The reason for this failure is that the Organization of the Islamic Conference, which comprises 56 of the U.N.'s 191 members, defends terrorism as a right.

After the Security Council vote, U.S. Ambassador to the United Nations John C. Danforth tried to put the best face on the resolution. He said it "states very simply that the deliberate massacre of innocents is never justifiable in any cause. Never."

But in fact it does not state this. Nor has any U.N. resolution ever stated it. The U.S. delegation tried to get such language into the resolution, but it was rebuffed by Algeria and Pakistan, the two OIC members currently sitting on the Security Council. (They have no veto, but the resolution's sponsors were willing to water down the text in return for a unanimous vote.)

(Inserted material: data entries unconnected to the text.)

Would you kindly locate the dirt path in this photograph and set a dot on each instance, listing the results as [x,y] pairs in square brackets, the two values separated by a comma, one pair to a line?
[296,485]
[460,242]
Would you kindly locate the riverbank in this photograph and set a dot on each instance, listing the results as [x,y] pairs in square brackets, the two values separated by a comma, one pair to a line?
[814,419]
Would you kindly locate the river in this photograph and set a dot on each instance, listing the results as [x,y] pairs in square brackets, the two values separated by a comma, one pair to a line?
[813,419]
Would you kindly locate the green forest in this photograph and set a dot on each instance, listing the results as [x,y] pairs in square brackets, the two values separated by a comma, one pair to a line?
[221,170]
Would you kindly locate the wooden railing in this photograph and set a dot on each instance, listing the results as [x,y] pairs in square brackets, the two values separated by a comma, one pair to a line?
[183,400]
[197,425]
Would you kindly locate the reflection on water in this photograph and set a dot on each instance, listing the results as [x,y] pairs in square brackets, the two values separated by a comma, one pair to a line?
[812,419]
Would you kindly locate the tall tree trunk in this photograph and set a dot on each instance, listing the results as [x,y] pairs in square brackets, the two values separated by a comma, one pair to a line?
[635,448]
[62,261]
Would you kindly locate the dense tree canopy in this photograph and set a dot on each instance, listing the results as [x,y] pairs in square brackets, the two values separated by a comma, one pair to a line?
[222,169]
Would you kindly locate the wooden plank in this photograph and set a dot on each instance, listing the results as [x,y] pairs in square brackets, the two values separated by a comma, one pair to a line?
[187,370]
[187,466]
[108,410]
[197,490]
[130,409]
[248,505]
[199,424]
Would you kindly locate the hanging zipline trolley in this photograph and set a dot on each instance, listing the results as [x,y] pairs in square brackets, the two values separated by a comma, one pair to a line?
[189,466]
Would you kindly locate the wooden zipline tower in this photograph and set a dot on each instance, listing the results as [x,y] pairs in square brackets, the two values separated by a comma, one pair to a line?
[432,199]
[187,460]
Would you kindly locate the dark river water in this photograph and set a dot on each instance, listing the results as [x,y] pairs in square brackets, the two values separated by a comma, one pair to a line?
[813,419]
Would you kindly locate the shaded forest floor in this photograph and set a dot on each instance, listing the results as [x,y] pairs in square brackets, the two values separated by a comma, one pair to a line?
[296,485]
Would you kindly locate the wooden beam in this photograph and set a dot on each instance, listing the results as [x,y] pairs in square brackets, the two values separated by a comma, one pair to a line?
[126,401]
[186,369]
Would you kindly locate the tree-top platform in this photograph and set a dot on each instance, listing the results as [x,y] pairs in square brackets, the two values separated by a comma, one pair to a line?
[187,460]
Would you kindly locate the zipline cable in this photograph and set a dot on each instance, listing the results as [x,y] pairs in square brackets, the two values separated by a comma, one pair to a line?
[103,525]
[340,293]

True, the final resolution condemns "all acts of terrorism irrespective of their motivation." This sounds clear, but in the Alice-in-Wonderland lexicon of the U.N., the term "acts of terrorism" does not mean what it seems.

For eight years now, a U.N. committee has labored to draft a "comprehensive convention on international terrorism." It has been stalled since Day 1 on the issue of "defining" terrorism. But what is the mystery? At bottom everyone understands what terrorism is: the deliberate targeting of civilians. The Islamic Conference, however, has insisted that terrorism must be defined not by the nature of the act but by its purpose. In this view, any act done in the cause of "national liberation," no matter how bestial or how random or defenseless the victims, cannot be considered terrorism.

This boils down to saying that terrorism on behalf of bad causes is bad, but terrorism on behalf of good causes is good. Obviously, anyone who takes such a position is not against terrorism at all — but only against bad causes.

The U.S. is not alone in failing to get the Islamic states to reconsider their pro-terror stance. Following 9/11, U.N. Secretary-General Kofi Annan pushed to break the deadlock on the terrorism convention. He endorsed compromise language proscribing terrorism unambiguously while reaffirming the right of self-determination. But the Islamic Conference would not budge.

Far from giving ground on terrorism, the Islamic states have often gotten their way on the issue, with others giving in to them. As early as 1970, for instance, the U.N. General Assembly adopted a resolution "reaffirm[ing] … the legitimacy of the struggle of the colonial peoples and peoples under alien domination to exercise their right to self-determination and independence by all the necessary means at their disposal."

Everyone understood that this final phrase was code for terrorism. Similar formulas have been adopted repeatedly in the years since. Originally, the Western European states joined the U.S. in voting against such motions. But in each of the last few years the U.N. Commission on Human Rights has adopted such a resolution with regard to the Palestinian struggle against Israel, with almost all the European members voting in favor.

Danforth may feel that the U.S. position was vindicated in the new Security Council resolution, but that is not what OIC representatives think. As Pakistan's envoy to the U.N., Munir Akram, put it: "We ought not, in our desire to confront terrorism, erode the principle of the legitimacy of national resistance that we have upheld for 50 years." Accordingly, he expressed satisfaction with the resolution: "It doesn't open any new doors."

Who is right? Hours of parsing the resolution won't resolve that question. But in the end it does not matter. As long as the Islamic states resist any blanket condemnation of terrorism, we will remain a long way from ridding the Earth of its scourge. And the U.N., in which they account for nearly one-third of the votes, will be helpless to bring us any closer.